I am currently writing a deployment script in MSBUILD, and after downloading several extensions, I have found myself looking at the build file and thinking:
What was the point in doing this in MSBUILD?
This deployment script is completely procedural: stop website, delete folder, copy files, change permissions, start website, etc. There is no fancy dependency stuff which I assume is the natural domain of tools like MSBUILD, NANT and MAKE.
The only reason I can see to use MSBUILD is that it comes as standard, and its easy to put the extensions into your SVN so builds 'just work'.
The problem with it is I have to spend all this time working out how to do 'basic stuff' in MSBUILD (locating extensions, working out syntax) which would be trivial (although more verbose) in Powershell or even command line.
So to sum up:
Are procedural tasks suited to MSBUILD or are you better of using something like Powershell?

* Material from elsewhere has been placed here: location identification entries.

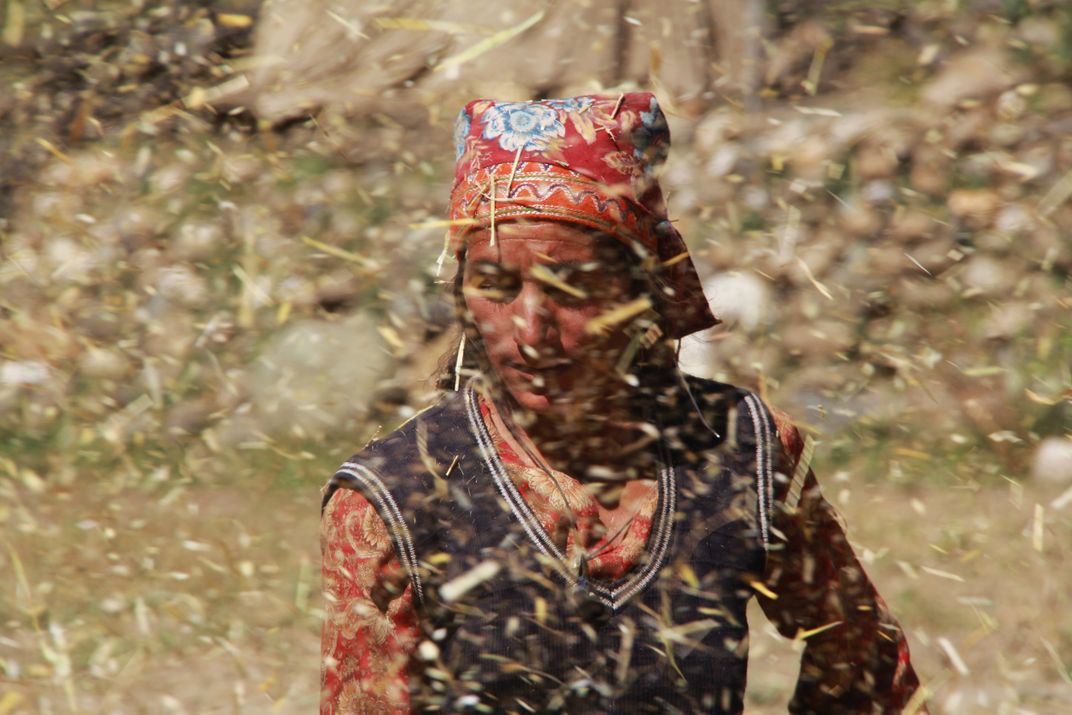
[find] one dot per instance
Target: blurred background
(218, 279)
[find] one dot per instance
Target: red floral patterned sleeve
(855, 658)
(370, 624)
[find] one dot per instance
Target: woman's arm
(370, 624)
(855, 658)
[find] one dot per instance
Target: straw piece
(492, 210)
(514, 170)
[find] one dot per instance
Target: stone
(741, 299)
(1053, 461)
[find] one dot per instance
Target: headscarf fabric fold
(587, 160)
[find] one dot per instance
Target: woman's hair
(644, 274)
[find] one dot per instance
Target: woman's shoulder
(749, 404)
(410, 458)
(440, 422)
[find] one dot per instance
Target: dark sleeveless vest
(508, 625)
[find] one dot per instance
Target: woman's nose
(531, 317)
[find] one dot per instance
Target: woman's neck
(607, 442)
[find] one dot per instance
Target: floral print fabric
(591, 160)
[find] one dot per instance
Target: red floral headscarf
(589, 160)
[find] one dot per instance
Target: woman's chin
(531, 401)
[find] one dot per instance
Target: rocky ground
(203, 309)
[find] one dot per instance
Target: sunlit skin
(532, 297)
(560, 376)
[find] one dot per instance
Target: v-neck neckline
(613, 594)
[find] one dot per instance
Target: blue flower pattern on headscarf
(650, 137)
(461, 132)
(571, 103)
(520, 124)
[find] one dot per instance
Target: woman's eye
(493, 286)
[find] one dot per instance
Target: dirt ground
(205, 599)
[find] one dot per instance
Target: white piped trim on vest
(392, 517)
(614, 598)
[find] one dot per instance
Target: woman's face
(532, 297)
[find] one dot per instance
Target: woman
(577, 525)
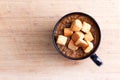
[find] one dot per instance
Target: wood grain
(27, 51)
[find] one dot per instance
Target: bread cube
(68, 32)
(72, 45)
(61, 40)
(86, 27)
(81, 43)
(89, 36)
(77, 35)
(76, 25)
(89, 48)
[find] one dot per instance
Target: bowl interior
(83, 17)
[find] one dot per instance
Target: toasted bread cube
(77, 35)
(61, 40)
(81, 43)
(72, 45)
(89, 36)
(76, 25)
(89, 48)
(86, 27)
(68, 32)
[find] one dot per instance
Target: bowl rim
(53, 35)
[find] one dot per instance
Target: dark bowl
(82, 14)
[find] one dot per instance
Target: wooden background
(26, 49)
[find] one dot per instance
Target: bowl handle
(96, 59)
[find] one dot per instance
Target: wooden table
(27, 51)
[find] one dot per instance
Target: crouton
(89, 36)
(81, 43)
(61, 40)
(68, 32)
(89, 48)
(76, 25)
(77, 35)
(86, 27)
(72, 45)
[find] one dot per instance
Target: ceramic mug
(92, 54)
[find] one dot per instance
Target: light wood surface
(26, 49)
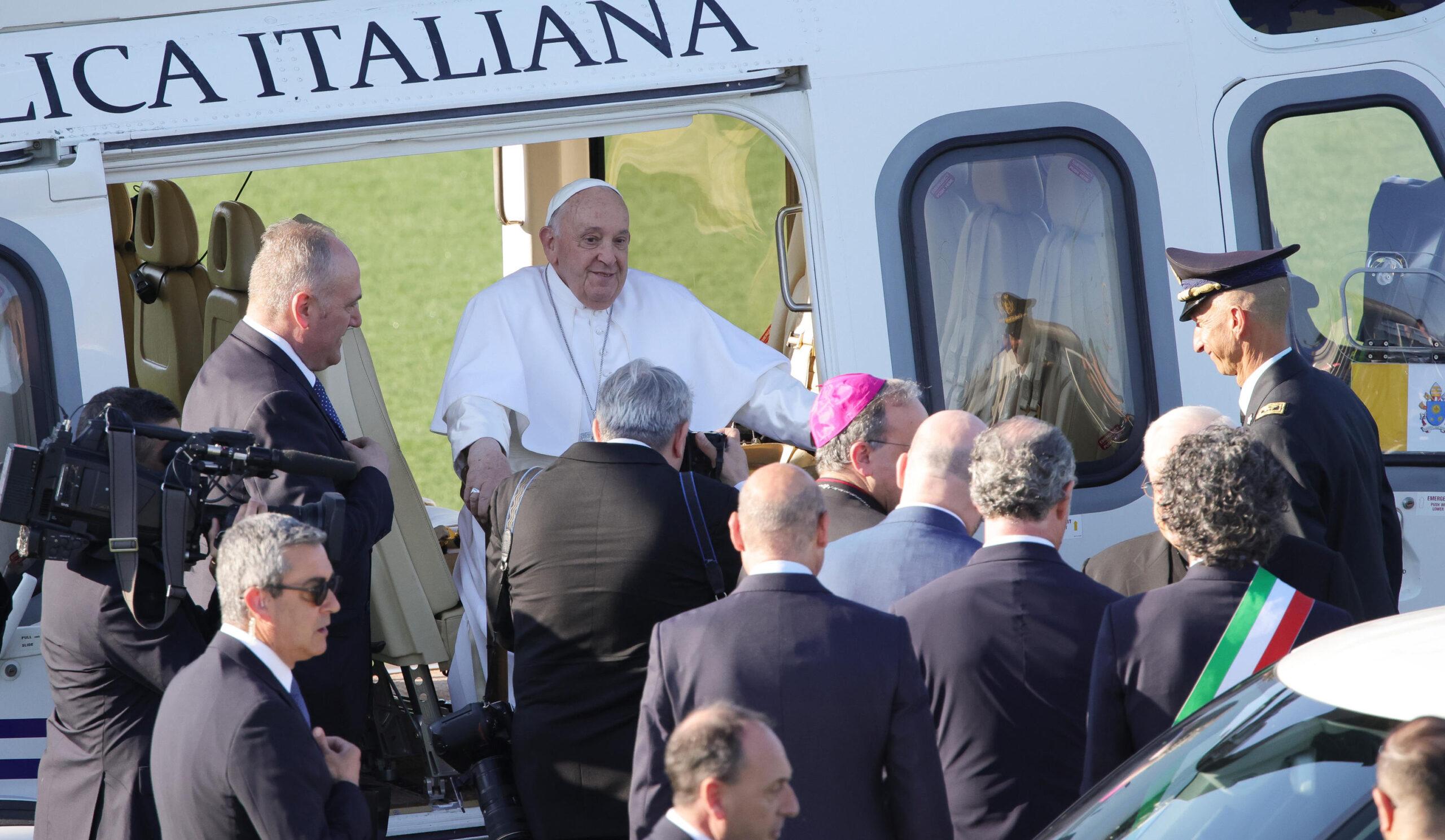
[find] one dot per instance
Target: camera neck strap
(700, 533)
(125, 542)
(496, 663)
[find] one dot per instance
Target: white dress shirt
(687, 828)
(937, 508)
(780, 568)
(1247, 389)
(262, 652)
(285, 347)
(1006, 539)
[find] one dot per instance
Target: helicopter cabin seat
(122, 226)
(415, 608)
(996, 252)
(236, 237)
(172, 288)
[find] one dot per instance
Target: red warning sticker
(941, 185)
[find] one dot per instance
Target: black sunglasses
(317, 590)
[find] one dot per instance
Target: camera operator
(305, 292)
(236, 750)
(107, 673)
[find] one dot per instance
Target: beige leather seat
(168, 331)
(122, 221)
(415, 609)
(236, 237)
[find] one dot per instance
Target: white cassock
(512, 379)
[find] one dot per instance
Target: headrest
(1075, 195)
(236, 237)
(165, 226)
(1010, 185)
(122, 218)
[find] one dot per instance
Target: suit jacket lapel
(252, 663)
(268, 348)
(1286, 368)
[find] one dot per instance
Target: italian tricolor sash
(1263, 630)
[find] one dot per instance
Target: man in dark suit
(1220, 497)
(862, 426)
(928, 534)
(1006, 641)
(1319, 429)
(839, 680)
(107, 673)
(1149, 562)
(305, 291)
(235, 750)
(730, 779)
(605, 546)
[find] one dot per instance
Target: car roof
(1389, 667)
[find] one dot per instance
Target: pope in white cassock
(533, 348)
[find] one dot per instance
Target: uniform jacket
(911, 547)
(842, 686)
(236, 760)
(602, 552)
(1151, 562)
(1340, 495)
(850, 508)
(1151, 653)
(1006, 644)
(107, 676)
(251, 384)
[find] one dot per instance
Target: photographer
(107, 673)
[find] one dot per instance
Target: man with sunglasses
(235, 753)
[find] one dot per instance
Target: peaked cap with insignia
(1203, 275)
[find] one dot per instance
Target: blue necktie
(301, 703)
(327, 406)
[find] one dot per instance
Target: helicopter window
(19, 392)
(1028, 288)
(1361, 194)
(1286, 16)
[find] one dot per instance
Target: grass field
(427, 237)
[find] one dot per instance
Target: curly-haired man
(1219, 498)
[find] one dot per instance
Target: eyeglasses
(317, 588)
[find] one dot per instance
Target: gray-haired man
(235, 754)
(603, 549)
(1006, 643)
(730, 779)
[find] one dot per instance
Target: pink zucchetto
(840, 400)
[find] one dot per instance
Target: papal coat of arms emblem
(1433, 417)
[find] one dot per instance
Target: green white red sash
(1263, 630)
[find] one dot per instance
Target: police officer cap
(1203, 275)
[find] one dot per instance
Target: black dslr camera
(84, 494)
(480, 737)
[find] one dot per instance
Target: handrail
(780, 228)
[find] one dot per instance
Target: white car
(1289, 753)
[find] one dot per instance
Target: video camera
(84, 494)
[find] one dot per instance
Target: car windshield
(1259, 763)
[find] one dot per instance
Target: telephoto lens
(480, 737)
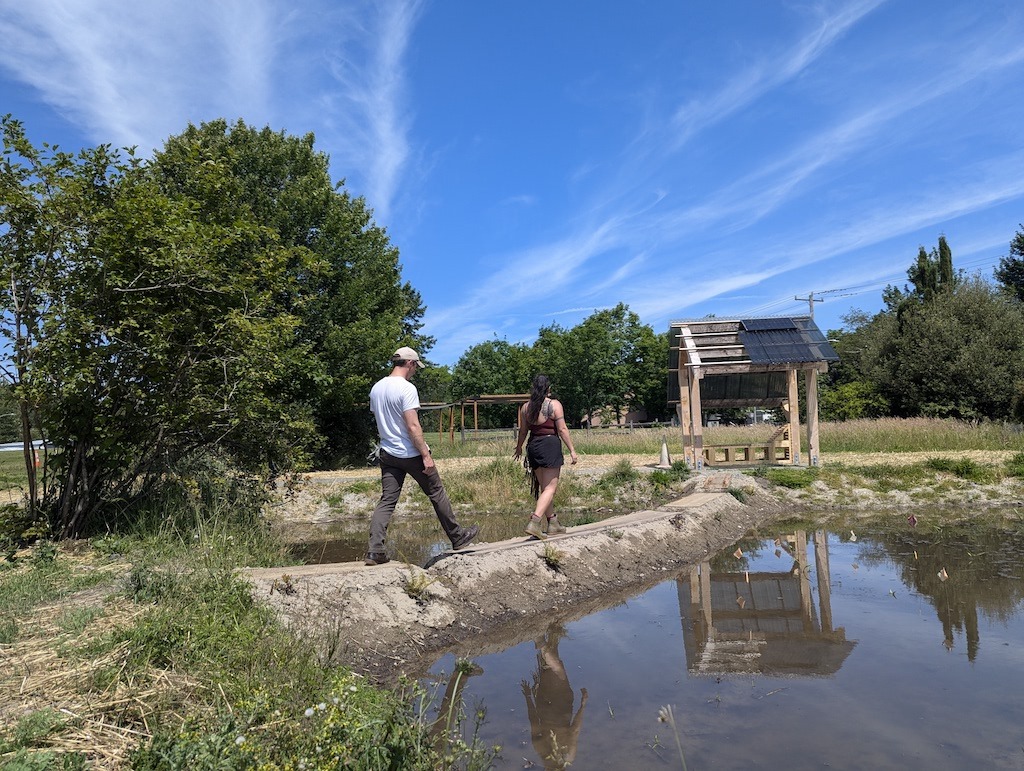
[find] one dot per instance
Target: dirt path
(385, 619)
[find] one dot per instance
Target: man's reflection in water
(451, 713)
(549, 702)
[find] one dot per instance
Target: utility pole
(810, 302)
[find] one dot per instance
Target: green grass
(878, 435)
(225, 685)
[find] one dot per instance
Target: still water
(897, 647)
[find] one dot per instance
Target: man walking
(394, 402)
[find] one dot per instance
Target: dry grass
(44, 670)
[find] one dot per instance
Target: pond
(883, 647)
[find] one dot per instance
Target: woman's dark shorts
(545, 453)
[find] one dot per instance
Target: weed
(794, 478)
(8, 630)
(965, 468)
(416, 586)
(739, 494)
(553, 558)
(75, 620)
(665, 715)
(1015, 466)
(622, 475)
(284, 585)
(33, 729)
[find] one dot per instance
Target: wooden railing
(774, 451)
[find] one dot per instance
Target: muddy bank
(384, 620)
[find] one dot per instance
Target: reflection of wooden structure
(752, 362)
(763, 622)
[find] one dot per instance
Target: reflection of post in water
(554, 729)
(763, 622)
(451, 713)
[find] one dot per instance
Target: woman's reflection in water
(549, 702)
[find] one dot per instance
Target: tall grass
(878, 435)
(918, 435)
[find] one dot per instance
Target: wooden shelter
(474, 401)
(749, 362)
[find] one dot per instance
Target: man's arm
(416, 436)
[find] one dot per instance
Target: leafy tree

Check out PSAKE and see what you think.
http://www.jameskovacs.com/blog/IntroducingPsake.aspx
http://powerscripting.wordpress.com/2009/01/25/episode-56-james-kovacs-talks-about-psake/
http://code.google.com/p/psake/
Experiment! Enjoy! Engage!
Jeffrey Snover [MSFT] Windows Management Partner Architect
MSBuild is not a scripting language and shouldn't be used as such. It's almost unfortunate that MSBuild has such a rich extensibility and is flexible enough to be used for just about anything. Use the tools that are most appropriate to the task, if you find yourself spending too much time creating functionality that is too limited and too low quality compared to what you'd be able to create with other technology, you should switch.
It really depends on your situation. If it were up to me, though, and you were using Visual Studio - I would say yes, stay with MSBuild for the sake of integration.
On the other hand, I would choose MSBUILD, as while the tasks are very procedural, it gives you the flexibility to extend this build process later on to handle more complex tasks.
msbuild comes with .NET. You have to add powershell to servers / users must add it - at least through Windows XP, server 2003. That may or may not be a problem in your environment.
I don't think procedural tasks are suited for writing in MSBUILD, simply because the shorter the msbuild, the better as far as I am concerned. I might use msbuild to call them, but would probably write an extension library to implement them.
I think it depends on how your release and deployment process flows, as to wither it makes sense to use an MSBuild extension or execute power-shell. MSBuild allows the flexiablity to handle all your process steps in one self contained execution flow.
If you need it to occur all at one time then MSBuild gives you control over the 'Events' or targets that can be overridden to meet your requirement.
If the requirement is deploy your artifacts after compiling your code then MSBuild is well suited to do this since you can use the 'AfterBuild' target that gets triggered during an MSBuild standard execution. It can make your process self contained.
Powershell cannot build your code. It would have to call MSBuild from within your script. To me it is a matter of having your build and deployment self-contained and therefore would be organized better.
MSBuild is the core Microsoft build platform and engine.